W końcu pozwoliłem sobie usiąść na prawym podłokietniku tronu i ostrożnie ułożyłem dłoń na ramieniu Yushenga. Bez problemu wyczułem, że ma napięte wszystkie mięśnie, był twardy niczym marmurowy posąg, a jego gniew bez wątpienia będzie ogromny. Jednak nawet jeśli ze strachu przed wściekłością króla Daiyu zaschło mi w gardle, nie zamierzałem się wycofywać.

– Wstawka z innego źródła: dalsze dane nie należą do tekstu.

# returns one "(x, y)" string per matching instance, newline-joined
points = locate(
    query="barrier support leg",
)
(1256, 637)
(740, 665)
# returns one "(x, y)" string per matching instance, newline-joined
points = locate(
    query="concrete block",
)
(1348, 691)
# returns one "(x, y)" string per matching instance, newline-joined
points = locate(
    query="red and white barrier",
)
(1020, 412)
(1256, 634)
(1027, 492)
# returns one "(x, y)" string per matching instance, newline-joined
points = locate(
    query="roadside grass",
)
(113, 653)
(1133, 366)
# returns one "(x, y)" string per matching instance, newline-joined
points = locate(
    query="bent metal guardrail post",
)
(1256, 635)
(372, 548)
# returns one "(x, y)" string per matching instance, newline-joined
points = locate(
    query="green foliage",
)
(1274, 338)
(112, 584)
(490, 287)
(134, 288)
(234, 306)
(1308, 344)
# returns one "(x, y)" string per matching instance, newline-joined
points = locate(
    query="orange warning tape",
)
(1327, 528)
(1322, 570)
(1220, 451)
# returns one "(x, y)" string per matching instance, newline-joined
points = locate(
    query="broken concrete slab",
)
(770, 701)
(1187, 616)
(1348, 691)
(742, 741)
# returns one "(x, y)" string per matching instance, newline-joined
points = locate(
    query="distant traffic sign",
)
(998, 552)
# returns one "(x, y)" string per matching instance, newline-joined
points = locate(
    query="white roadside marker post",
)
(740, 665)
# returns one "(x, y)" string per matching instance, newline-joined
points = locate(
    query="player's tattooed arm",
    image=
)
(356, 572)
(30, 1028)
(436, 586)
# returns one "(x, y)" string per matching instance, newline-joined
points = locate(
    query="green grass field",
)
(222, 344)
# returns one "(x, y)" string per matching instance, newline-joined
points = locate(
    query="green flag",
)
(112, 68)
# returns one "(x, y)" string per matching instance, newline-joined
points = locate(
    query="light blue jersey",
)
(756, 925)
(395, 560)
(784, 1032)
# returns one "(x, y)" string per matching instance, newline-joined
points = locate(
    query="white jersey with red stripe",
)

Udało mi się osiągnąć cel, chociaż jeszcze nie wiedziałem, ile przyjdzie mi za to zapłacić. Teraz starałem się cieszyć chwilą, widząc po twarzach lordów i królewskich doradców, którzy przybyli wraz z Zowie do Daiyu, że wiedzą. Mój ojciec uczył się na błędach i wyciągał wnioski, więc nie wysłał swojego drugiego i ostatniego syna bez dodatkowej ochrony. Jednak ci ludzie, którzy mieli zapewnić Zowie bezpieczeństwo, jednocześnie go pogrzebią. Poznali już jego sekret, dowiedzieli się, że jest zdrajcą, który oddał wrogiemu królowi ich prawowitego następcę tronu. W Beatie nie wybaczaliśmy zdrady, a Zowie zdradził całe królestwo.

Jeszcze przez chwilę przyglądałem się twarzom lordów, a następnie z powrotem zerknąłem na Zowie, który drżącą ręką sięgał po naczynie z winem. Mógł próbować przybrać maskę opanowania, jednak mnie nigdy nie uda mu się oszukać. Znałem go na wylot i widziałem, że jest przerażony.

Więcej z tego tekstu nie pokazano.